(Georgia Recorder) — A proposal to loosen up Georgia’s health care business regulations cleared the Senate Thursday with some bipartisan support, but Democrats say they will withhold support next time unless the bill includes full Medicaid expansion.
Republicans in the GOP-controlled chamber may not need Democrats to send the measure to the governor’s desk, but the final form of the bill is destined to be hashed out in a conference committee and there were already some signs of unease among GOP lawmakers.
Sen. Billy Hickman, a Statesboro Republican, said he was voting for the measure because it would set aside more state funds for a rural hospital tax credit program. The cap would go from $75 million to $100 million.
Hickman, though, said he was concerned about proposed changes that would make it easier for some ambulatory surgery centers to open, which is a change opposed by hospital representatives.

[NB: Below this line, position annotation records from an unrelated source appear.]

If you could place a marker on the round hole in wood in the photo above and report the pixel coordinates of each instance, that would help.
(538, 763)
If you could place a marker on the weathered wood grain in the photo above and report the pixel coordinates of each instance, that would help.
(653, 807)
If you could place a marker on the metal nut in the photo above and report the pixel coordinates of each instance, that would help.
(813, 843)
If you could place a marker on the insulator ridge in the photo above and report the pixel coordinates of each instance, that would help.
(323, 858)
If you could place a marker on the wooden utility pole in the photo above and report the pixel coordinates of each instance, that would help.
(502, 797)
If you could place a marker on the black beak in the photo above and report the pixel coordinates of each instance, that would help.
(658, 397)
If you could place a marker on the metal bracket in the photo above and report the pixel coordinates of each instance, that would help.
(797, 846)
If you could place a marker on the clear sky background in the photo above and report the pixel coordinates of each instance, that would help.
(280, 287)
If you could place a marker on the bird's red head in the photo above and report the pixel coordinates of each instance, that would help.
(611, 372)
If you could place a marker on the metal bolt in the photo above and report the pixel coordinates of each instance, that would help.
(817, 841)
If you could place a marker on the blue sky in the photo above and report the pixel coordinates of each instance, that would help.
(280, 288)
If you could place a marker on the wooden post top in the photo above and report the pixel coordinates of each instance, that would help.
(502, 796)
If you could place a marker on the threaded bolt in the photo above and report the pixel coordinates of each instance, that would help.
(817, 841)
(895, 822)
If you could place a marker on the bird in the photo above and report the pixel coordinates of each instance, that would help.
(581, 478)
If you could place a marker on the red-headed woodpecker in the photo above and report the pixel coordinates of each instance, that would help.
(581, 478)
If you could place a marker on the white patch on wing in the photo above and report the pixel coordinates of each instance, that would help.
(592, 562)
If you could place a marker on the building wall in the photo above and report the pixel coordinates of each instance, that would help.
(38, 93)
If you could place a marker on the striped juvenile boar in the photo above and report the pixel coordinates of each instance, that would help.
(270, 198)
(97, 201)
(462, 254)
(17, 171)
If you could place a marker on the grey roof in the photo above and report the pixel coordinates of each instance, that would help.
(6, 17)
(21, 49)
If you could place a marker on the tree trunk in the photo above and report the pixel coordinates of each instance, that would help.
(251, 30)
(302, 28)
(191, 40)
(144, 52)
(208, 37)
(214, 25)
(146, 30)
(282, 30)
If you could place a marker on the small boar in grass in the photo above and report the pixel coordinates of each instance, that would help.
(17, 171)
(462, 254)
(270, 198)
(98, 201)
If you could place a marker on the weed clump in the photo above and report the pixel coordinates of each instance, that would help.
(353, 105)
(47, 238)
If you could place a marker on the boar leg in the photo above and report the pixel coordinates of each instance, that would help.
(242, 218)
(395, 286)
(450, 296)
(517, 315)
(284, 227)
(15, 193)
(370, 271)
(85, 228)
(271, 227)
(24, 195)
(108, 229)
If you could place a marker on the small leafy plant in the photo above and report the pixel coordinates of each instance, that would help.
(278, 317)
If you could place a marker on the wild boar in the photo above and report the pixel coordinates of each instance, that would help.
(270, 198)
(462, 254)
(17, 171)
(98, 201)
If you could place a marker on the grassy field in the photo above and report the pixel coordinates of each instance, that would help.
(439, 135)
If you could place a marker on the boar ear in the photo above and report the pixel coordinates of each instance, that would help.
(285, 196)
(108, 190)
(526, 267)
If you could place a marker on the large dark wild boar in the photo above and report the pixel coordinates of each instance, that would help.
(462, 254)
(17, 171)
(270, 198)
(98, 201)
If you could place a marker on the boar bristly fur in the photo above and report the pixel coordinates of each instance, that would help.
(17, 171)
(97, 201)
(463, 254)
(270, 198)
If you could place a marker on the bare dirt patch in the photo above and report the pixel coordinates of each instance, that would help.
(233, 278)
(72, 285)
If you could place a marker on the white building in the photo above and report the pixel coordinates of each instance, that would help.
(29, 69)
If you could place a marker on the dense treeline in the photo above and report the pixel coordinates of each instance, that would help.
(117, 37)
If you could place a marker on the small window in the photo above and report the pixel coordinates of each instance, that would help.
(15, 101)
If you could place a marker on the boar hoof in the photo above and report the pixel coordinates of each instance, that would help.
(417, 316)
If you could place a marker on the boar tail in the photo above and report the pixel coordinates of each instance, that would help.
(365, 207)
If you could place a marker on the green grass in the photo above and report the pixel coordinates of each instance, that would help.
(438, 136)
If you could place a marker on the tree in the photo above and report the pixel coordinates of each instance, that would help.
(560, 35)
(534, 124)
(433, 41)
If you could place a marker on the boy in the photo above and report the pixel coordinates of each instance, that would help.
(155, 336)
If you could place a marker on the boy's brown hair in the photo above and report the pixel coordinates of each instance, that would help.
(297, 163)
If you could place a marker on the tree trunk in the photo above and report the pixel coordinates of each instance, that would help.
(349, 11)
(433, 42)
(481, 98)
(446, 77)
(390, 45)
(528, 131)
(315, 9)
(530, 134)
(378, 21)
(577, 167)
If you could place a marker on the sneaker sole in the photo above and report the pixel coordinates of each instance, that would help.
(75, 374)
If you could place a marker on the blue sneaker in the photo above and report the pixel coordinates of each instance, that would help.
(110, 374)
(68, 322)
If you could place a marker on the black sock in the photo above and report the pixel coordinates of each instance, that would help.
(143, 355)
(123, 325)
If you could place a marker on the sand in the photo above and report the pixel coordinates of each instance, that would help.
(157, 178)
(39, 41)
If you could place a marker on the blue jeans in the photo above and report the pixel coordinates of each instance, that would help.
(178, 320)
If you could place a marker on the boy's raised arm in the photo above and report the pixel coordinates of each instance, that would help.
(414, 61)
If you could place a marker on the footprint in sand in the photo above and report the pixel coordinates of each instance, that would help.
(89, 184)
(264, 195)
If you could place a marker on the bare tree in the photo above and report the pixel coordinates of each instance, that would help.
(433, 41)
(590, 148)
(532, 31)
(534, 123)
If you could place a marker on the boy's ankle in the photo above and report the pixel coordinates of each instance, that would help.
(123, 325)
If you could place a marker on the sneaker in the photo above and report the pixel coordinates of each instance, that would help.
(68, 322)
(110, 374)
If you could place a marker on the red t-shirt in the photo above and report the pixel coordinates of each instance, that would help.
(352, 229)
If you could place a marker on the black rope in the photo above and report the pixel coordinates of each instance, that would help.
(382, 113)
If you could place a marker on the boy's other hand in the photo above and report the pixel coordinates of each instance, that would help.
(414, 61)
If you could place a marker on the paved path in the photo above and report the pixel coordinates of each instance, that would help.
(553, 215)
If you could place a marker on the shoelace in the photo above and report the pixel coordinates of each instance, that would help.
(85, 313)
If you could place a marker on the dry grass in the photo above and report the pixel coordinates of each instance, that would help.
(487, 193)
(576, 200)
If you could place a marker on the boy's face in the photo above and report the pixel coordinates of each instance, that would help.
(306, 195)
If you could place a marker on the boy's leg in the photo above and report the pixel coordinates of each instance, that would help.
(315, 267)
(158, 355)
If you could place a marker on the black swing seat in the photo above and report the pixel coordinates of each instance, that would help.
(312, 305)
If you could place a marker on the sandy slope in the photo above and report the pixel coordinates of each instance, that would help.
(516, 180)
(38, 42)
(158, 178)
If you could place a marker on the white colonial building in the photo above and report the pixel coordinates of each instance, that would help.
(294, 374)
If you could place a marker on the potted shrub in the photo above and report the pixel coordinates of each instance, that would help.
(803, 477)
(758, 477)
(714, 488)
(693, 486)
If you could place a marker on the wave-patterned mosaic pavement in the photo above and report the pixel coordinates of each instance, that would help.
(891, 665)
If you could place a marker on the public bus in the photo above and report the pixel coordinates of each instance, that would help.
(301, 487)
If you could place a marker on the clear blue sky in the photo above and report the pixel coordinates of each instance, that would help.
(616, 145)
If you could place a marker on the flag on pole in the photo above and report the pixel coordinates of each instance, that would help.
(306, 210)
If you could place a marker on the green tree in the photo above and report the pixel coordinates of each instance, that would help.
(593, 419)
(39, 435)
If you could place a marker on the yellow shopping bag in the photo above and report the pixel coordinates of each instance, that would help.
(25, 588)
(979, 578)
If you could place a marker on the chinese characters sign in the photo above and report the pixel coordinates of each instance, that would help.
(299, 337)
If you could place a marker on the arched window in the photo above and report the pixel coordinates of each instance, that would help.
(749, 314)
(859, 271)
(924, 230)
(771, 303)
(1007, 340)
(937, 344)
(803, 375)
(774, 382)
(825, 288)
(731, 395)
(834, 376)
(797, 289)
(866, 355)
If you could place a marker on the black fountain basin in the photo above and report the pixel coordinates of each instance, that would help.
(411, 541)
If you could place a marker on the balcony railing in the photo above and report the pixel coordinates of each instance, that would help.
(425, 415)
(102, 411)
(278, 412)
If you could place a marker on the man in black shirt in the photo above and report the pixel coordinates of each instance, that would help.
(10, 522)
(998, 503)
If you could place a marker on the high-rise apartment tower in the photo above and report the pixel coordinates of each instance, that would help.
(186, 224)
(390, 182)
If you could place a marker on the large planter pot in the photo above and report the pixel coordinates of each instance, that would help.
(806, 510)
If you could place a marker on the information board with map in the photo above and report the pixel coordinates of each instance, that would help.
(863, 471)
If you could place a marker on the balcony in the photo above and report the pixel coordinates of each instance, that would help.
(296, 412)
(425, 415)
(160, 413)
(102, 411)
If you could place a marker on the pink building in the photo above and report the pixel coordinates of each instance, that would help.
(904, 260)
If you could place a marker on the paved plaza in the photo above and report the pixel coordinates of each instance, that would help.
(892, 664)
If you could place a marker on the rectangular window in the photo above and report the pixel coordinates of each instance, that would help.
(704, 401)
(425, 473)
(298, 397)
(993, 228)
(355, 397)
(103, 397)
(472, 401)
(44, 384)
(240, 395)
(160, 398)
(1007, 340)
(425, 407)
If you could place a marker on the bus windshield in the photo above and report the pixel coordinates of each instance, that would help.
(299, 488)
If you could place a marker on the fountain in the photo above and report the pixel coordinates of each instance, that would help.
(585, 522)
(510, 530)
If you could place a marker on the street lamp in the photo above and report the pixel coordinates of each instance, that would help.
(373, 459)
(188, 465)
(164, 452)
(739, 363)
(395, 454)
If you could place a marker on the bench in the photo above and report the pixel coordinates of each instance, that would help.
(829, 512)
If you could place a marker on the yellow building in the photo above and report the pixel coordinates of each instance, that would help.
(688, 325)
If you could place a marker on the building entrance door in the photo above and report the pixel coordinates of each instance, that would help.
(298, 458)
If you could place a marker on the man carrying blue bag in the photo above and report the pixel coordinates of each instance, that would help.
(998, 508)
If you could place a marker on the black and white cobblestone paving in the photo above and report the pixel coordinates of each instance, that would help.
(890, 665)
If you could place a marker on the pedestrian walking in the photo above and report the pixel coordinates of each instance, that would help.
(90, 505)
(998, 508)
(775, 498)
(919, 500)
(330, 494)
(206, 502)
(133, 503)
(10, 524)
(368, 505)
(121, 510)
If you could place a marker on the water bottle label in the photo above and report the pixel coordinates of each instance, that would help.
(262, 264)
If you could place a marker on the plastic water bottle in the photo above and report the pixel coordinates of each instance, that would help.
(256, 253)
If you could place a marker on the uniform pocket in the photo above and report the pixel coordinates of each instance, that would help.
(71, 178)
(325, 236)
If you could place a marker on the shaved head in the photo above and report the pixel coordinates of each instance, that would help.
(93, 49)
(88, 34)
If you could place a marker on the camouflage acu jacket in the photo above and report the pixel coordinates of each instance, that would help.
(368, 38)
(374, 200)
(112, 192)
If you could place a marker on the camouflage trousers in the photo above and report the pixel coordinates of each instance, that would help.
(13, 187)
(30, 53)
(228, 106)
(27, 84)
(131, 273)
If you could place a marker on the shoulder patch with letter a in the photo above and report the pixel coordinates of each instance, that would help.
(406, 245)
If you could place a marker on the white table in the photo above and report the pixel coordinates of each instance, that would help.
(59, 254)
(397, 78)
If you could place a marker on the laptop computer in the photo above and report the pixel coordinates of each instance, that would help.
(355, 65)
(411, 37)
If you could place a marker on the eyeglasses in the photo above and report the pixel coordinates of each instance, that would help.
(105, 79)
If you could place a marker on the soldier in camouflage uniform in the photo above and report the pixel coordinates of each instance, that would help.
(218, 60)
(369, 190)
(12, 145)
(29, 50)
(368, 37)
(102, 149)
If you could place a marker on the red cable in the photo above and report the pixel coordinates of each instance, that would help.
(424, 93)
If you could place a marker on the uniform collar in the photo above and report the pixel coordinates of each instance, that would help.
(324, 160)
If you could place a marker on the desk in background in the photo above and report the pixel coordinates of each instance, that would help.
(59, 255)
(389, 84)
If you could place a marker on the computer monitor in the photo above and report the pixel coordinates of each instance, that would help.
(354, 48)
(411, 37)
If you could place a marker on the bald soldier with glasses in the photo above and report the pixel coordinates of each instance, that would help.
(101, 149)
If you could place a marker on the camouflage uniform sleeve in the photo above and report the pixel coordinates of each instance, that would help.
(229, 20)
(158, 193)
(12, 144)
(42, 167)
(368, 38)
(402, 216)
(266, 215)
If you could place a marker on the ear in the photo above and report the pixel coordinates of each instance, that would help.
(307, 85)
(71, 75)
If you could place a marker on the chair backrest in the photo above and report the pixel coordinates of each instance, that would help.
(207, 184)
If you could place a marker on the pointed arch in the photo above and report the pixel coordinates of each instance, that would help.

“I have prayed over this bill probably more than any bill in my four years up here. I prayed over this more than I did the horse racing bill,” Hickman said.
The more than hourlong debate featured a string of Senate Democrats calling for full Medicaid expansion. The proposal would instead create a commission focused on comprehensive health care coverage that would meet after lawmakers go home for the year.
Sen. Jason Esteves, an Atlanta Democrat, argued that changes to the state’s certificate-of-need rules alone will not be enough to improve access to health care in Georgia.
“I am voting ‘no’ today as a call to action,” Esteves said. “While I agree with the principles in this legislation, I also firmly believe that we have to expand Medicaid now. We can take the lead in this chamber by signaling our desire to expand Medicaid with an easy vote right here on this floor.
“We don’t have to wait on the House. We don’t have to wait on the governor to make a statement that we want to make progress on health care in this great state,” he said.
The bill’s Senate sponsor, Sen. Bill Cowsert, an Athens Republican, said backing the bill would keep the debate over Medicaid expansion alive – just maybe not for this year.
“It sets up a commission that will consider that,” Cowsert said. “And we will continue that discussion until we find a solution. You can’t get everything you want in one bill.”
The decades-old certificate-of-need rules were designed to control costs by limiting the number of health care services allowed in a community. But the regulations have long been the source of debate under the Gold Dome, with critics saying the limits do not help but hospitals arguing they protect fragile hospitals from standalone centers that would poach the more profitable services.
This year’s proposal would keep the program in place but loosen some of the rules, making it easier, for example, to open or expand a psychiatric and substance abuse inpatient facility, a rural hospital if certain conditions are met, and freestanding birth centers.
The bill cleared the Senate with a 43-to-11 vote Thursday and will now go back to the House for consideration. An earlier version passed overwhelmingly in the House last month with a 166-to-1 vote. But it is expected to land in a conference committee made of lawmakers from both chambers who meet to hash out a deal.
Minority Leader Gloria Butler, a Stone Mountain Democrat, and other Senate Democrats who supported the bill Thursday said after the vote that they will not do so again if the bill comes back from the House this session without full Medicaid expansion.
“If we pass Medicaid expansion, Democrats will support the certificate-of-need reform, just like we saw last year in North Carolina,” Butler said during a press conference Thursday afternoon. “Let me be clear: CON and Medicaid expansion must be done together.”
North Carolina became the most recent Southern state to expand Medicaid last year when lawmakers tied it to changes to the state’s hospital business regulations. And Medicaid expansion is currently being debated in Mississippi.
Georgia is one of 10 states that have not expanded Medicaid under the Affordable Care Act. About a half million people could gain insurance, and the state’s coffers would benefit from federal incentives.
Instead, Georgia partially expanded Medicaid through a program called Georgia Pathways to Coverage, which requires participants to complete 80 hours of work, school or other qualifying activity each month to gain and keep coverage. Less than 3,000 people enrolled in the first six months.
This year’s session started with chatter about Medicaid after high-level Republicans signaled an openness to talking about an Arkansas-style model that uses federal dollars to purchase private insurance for low-income participants.
But House leaders seemed to signal that this would not be the year that Georgia would change course when they proposed a measure last month that instead called for the commission. In early February, the state sued the federal government over delays to the implementation of Georgia pathways, which launched in July.
Kemp, though, dismissed the idea that he put the kibosh on the Medicaid expansion talks this session.
“It was never even my idea to discuss that,” the governor told reporters Tuesday. “That was a legislative priority, mainly of the House, to put that out there and have some conversations.”
Kemp said he has been focused on his health care waivers since first taking office in 2019, including one that sets up what Kemp called “a limited Medicaid expansion in a conservative way.”
Advocacy groups, though, continue to hold out hope that full expansion could still happen this session.
“We urge legislators to act before this session ends and close the healthcare coverage gap now rather than kicking the can down the road,” Natalie Crawford, executive director of Georgia First, said in a statement Thursday.